4. Нанимавшие работников, независимо от количества и срока найма.

5. Срывающие планы хлебозаготовок, не желающие добровольно вступать в колхозы.

6. Имеющие сельхозмашины, любые, в том числе швейные. Раскулачивание и ссылку произвести в сжатые сроки: изъятое имуществ от кулаков сразу передать колхозам.

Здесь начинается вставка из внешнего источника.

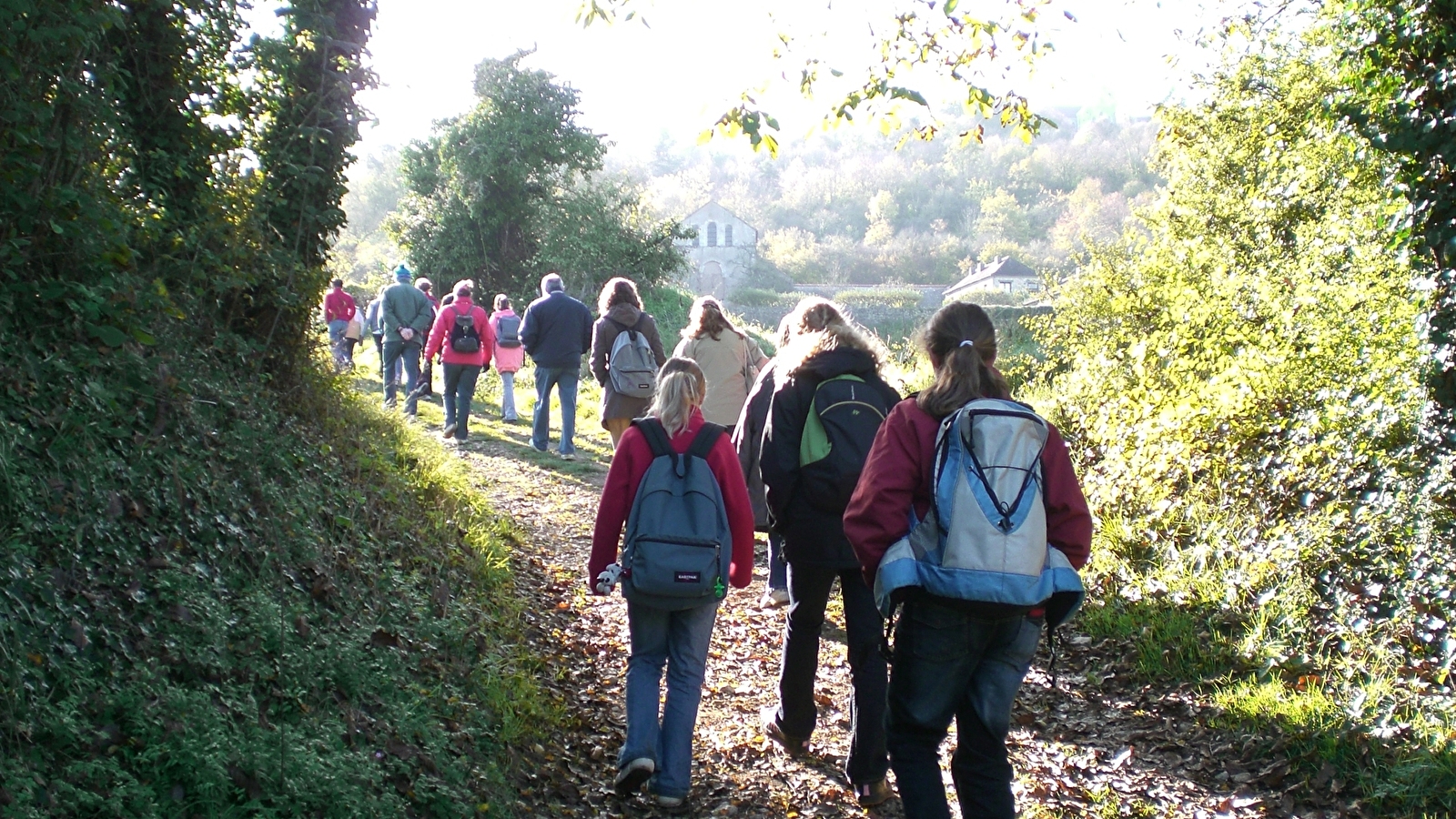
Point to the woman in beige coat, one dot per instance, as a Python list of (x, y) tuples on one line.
[(728, 358)]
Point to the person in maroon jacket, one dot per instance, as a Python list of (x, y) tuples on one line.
[(462, 369), (662, 748), (954, 659)]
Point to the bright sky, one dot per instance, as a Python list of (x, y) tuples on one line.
[(695, 58)]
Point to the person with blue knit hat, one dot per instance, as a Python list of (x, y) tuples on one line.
[(407, 315)]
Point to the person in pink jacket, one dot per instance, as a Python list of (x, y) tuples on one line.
[(507, 351), (463, 339)]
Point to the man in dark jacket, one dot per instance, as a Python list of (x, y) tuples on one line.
[(817, 551), (557, 332)]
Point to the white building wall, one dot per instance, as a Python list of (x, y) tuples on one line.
[(718, 266)]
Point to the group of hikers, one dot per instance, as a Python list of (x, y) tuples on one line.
[(951, 519), (956, 509)]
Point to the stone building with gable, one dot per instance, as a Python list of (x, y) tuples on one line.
[(723, 252)]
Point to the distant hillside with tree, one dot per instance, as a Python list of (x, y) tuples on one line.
[(851, 208)]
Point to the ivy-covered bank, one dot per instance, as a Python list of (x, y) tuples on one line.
[(296, 606), (225, 588)]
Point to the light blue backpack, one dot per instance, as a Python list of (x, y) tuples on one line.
[(677, 547), (986, 535)]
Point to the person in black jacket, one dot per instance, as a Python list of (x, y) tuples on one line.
[(826, 346), (557, 332)]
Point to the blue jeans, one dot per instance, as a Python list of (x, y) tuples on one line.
[(778, 567), (950, 662), (808, 596), (565, 380), (458, 397), (408, 354), (679, 640), (337, 329), (509, 397)]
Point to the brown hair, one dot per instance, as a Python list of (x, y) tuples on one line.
[(681, 388), (615, 292), (706, 318), (961, 341), (817, 325)]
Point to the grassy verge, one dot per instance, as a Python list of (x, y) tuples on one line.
[(249, 601), (1354, 736)]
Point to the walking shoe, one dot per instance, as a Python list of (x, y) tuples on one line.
[(774, 598), (791, 745), (874, 793), (632, 775)]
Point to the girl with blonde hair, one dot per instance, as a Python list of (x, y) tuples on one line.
[(660, 745)]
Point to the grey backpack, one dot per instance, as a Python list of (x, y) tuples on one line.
[(632, 366), (677, 545)]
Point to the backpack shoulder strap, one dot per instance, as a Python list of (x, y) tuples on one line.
[(705, 439), (655, 436)]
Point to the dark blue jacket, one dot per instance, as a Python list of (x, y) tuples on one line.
[(557, 331)]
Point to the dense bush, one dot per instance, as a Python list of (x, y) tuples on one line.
[(223, 589), (1239, 376)]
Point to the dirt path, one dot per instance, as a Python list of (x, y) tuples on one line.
[(1088, 748)]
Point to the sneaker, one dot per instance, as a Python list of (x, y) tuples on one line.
[(791, 745), (632, 775), (774, 599), (874, 793)]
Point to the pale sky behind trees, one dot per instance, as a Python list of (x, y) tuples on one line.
[(693, 58)]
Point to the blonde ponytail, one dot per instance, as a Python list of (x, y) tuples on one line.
[(681, 389)]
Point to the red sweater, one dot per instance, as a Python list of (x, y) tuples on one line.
[(339, 307), (897, 475), (444, 322), (630, 465)]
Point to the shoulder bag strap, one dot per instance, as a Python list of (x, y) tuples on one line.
[(705, 439), (655, 436)]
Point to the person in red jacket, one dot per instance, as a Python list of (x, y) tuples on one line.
[(662, 748), (954, 659), (462, 368), (339, 309)]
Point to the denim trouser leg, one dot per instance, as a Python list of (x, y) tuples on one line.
[(337, 329), (463, 397), (778, 569), (808, 595), (509, 397), (567, 380), (953, 663), (868, 760), (410, 358), (677, 640), (390, 358), (453, 373), (541, 417)]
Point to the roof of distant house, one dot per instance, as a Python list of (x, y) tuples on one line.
[(985, 276)]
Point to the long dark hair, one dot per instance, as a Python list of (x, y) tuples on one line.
[(961, 339), (706, 318), (615, 292)]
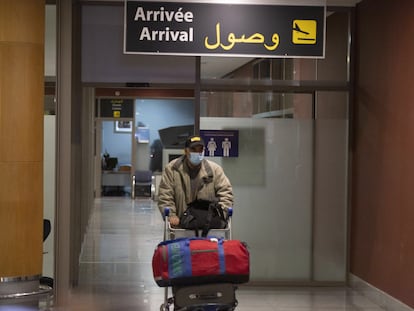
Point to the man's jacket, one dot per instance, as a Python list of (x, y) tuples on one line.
[(175, 187)]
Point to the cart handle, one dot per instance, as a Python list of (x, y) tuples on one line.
[(230, 211), (166, 211)]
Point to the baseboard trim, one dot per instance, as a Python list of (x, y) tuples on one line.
[(376, 295)]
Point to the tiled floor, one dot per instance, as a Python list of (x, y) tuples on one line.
[(116, 272)]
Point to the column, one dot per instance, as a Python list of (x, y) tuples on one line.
[(21, 144)]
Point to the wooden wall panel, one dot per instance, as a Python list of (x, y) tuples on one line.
[(21, 137)]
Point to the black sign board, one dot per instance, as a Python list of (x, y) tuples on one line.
[(116, 108), (216, 29)]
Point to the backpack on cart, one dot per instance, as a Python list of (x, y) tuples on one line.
[(203, 215)]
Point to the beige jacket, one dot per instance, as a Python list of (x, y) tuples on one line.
[(175, 188)]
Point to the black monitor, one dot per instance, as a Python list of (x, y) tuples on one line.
[(175, 136), (111, 163)]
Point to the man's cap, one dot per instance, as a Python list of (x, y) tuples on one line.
[(194, 141)]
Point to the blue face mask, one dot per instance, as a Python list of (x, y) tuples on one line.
[(196, 157)]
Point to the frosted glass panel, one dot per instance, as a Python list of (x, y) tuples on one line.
[(272, 183)]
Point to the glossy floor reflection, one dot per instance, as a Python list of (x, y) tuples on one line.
[(116, 272)]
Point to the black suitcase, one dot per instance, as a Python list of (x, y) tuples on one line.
[(207, 297)]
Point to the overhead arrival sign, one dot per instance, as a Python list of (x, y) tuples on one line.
[(174, 28)]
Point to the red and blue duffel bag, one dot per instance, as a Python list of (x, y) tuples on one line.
[(189, 261)]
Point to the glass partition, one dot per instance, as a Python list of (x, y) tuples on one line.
[(289, 180)]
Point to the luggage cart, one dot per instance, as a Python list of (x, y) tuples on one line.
[(204, 297)]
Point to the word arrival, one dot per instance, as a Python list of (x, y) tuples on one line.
[(165, 34)]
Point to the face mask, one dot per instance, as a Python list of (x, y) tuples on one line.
[(196, 157)]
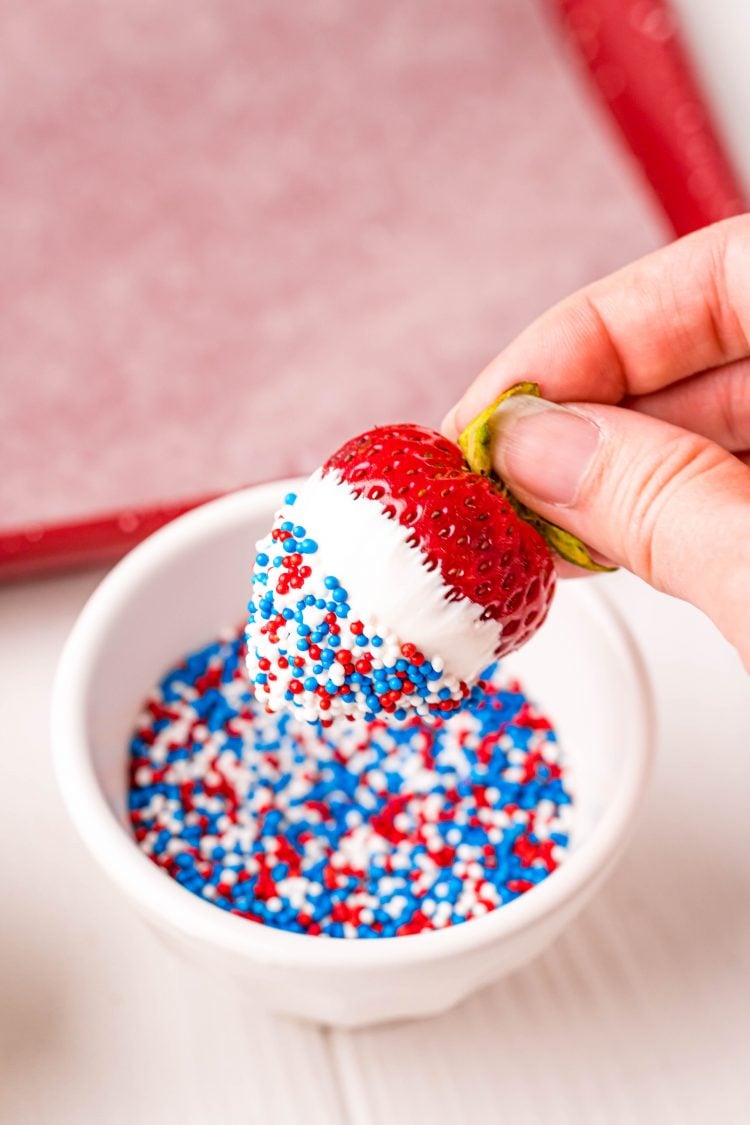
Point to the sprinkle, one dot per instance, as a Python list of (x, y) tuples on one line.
[(298, 609), (359, 830)]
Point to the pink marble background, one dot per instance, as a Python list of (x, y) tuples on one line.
[(233, 232)]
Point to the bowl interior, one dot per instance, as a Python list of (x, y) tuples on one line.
[(179, 587), (195, 578)]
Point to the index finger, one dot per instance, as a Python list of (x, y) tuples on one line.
[(678, 311)]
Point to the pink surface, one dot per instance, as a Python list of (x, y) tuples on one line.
[(235, 233)]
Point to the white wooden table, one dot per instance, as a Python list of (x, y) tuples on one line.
[(640, 1013)]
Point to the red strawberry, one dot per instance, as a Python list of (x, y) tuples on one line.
[(395, 577), (486, 552)]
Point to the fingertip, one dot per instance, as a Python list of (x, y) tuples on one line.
[(449, 426)]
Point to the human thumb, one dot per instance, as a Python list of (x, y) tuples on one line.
[(666, 503)]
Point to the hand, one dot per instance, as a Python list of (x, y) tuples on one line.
[(650, 467)]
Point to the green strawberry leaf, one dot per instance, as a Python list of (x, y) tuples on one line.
[(476, 446)]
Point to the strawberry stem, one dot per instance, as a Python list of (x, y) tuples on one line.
[(476, 443)]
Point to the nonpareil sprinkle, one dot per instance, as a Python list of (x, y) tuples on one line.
[(355, 830)]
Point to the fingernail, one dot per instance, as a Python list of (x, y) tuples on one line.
[(542, 448)]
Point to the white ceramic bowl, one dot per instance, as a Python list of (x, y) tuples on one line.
[(173, 593)]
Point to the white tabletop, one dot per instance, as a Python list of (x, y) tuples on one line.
[(640, 1013)]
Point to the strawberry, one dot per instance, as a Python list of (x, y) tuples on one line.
[(396, 577), (460, 522)]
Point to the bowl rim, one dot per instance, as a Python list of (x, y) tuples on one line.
[(178, 909)]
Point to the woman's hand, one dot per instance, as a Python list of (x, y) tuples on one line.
[(650, 465)]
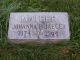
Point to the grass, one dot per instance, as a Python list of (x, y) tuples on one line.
[(66, 51)]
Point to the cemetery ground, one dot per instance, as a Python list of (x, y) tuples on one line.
[(69, 50)]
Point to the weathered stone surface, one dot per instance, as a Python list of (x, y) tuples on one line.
[(38, 26)]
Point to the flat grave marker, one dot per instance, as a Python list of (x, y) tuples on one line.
[(39, 26)]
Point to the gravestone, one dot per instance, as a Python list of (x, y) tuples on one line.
[(38, 26)]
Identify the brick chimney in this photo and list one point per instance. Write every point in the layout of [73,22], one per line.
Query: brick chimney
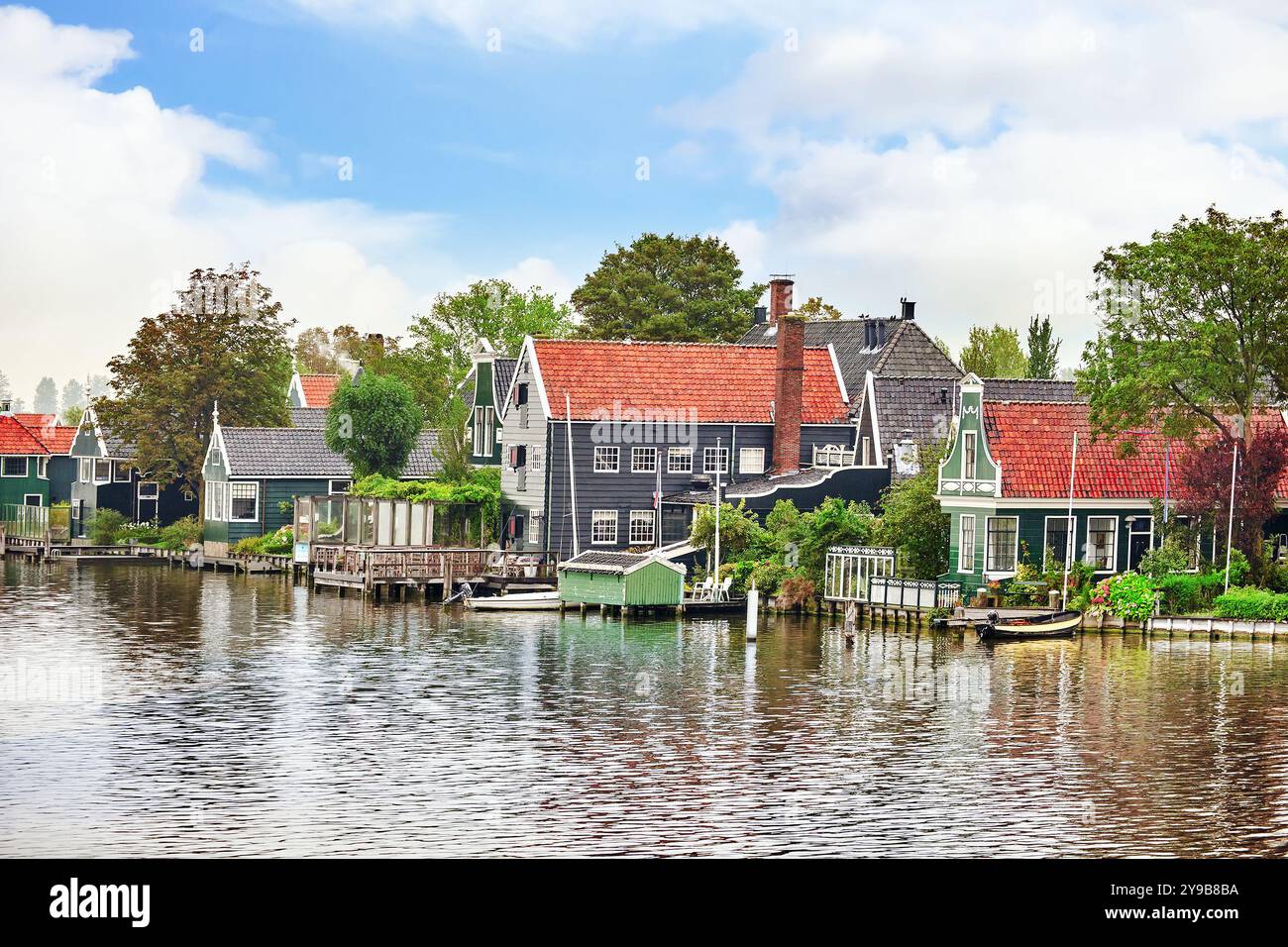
[780,298]
[789,382]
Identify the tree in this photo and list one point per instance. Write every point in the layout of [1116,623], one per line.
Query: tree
[489,309]
[1192,326]
[73,394]
[1043,351]
[668,289]
[374,424]
[814,307]
[1203,486]
[913,522]
[47,397]
[223,341]
[995,354]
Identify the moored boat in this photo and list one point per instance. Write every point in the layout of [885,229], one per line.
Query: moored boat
[1057,625]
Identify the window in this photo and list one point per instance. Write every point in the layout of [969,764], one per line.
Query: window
[603,527]
[605,460]
[642,528]
[679,460]
[1055,545]
[1003,544]
[244,502]
[1103,543]
[217,500]
[966,544]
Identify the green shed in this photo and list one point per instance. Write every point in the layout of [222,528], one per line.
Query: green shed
[621,579]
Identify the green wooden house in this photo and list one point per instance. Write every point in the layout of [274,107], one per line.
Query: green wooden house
[1005,484]
[253,475]
[484,392]
[621,579]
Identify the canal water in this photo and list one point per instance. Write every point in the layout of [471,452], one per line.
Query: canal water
[147,711]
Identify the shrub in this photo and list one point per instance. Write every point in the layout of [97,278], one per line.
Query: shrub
[106,527]
[1252,603]
[795,590]
[180,534]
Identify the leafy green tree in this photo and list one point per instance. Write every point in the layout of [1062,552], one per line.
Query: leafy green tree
[1043,350]
[47,397]
[374,424]
[226,342]
[668,289]
[489,309]
[1192,326]
[815,308]
[995,354]
[913,523]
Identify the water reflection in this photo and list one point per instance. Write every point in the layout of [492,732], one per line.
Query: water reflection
[248,716]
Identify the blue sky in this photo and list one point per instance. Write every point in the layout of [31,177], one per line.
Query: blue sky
[975,158]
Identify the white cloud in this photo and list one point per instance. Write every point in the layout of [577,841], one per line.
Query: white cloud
[106,209]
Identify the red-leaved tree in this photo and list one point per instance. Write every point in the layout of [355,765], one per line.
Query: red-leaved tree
[1203,484]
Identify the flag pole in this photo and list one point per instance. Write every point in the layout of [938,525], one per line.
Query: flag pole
[1069,528]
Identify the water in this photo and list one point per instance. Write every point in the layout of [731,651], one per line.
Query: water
[232,715]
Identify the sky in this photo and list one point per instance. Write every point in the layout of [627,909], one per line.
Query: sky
[975,158]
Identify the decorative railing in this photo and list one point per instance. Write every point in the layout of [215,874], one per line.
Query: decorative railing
[889,591]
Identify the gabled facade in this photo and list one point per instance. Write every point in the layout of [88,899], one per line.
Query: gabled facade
[1005,484]
[484,392]
[107,478]
[614,421]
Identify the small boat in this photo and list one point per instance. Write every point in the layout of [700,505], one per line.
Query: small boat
[1057,625]
[519,602]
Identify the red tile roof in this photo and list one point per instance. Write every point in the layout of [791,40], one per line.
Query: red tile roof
[719,382]
[318,389]
[14,438]
[1033,442]
[55,437]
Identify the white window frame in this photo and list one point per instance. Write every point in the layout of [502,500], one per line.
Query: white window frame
[1113,547]
[970,455]
[1072,539]
[961,541]
[679,460]
[756,467]
[639,521]
[988,545]
[599,527]
[601,455]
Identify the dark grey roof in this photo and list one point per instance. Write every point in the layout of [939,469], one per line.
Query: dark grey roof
[1030,389]
[308,416]
[303,453]
[902,348]
[502,372]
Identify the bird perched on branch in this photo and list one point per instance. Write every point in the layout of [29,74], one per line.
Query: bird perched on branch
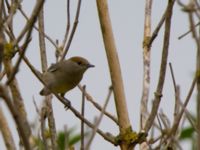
[64,75]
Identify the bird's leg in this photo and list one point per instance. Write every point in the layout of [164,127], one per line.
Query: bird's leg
[68,103]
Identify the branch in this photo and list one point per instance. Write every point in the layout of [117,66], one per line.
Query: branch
[158,93]
[97,106]
[16,116]
[114,66]
[6,133]
[146,64]
[99,119]
[73,30]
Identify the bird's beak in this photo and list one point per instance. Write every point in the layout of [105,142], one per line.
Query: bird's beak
[90,66]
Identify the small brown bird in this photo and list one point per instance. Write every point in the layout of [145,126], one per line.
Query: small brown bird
[64,75]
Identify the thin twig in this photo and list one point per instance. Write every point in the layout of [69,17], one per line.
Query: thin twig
[43,116]
[158,93]
[99,120]
[31,21]
[36,28]
[16,116]
[146,64]
[157,29]
[73,30]
[6,133]
[68,25]
[48,99]
[97,106]
[83,114]
[179,116]
[51,122]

Операция по раскулачиванию и ссылке возлагается на органы ОГПУ и местные районные комитеты партии.

 

подпись: Генеральный

секретарь ЦК И. Сталин.

 

Согласно этой инструкции, в Сибири, где крестьяне не знали крепостного права и имели большие наделы земли, жили богаче, чем в центре России, можно каждого второго раскулачивать.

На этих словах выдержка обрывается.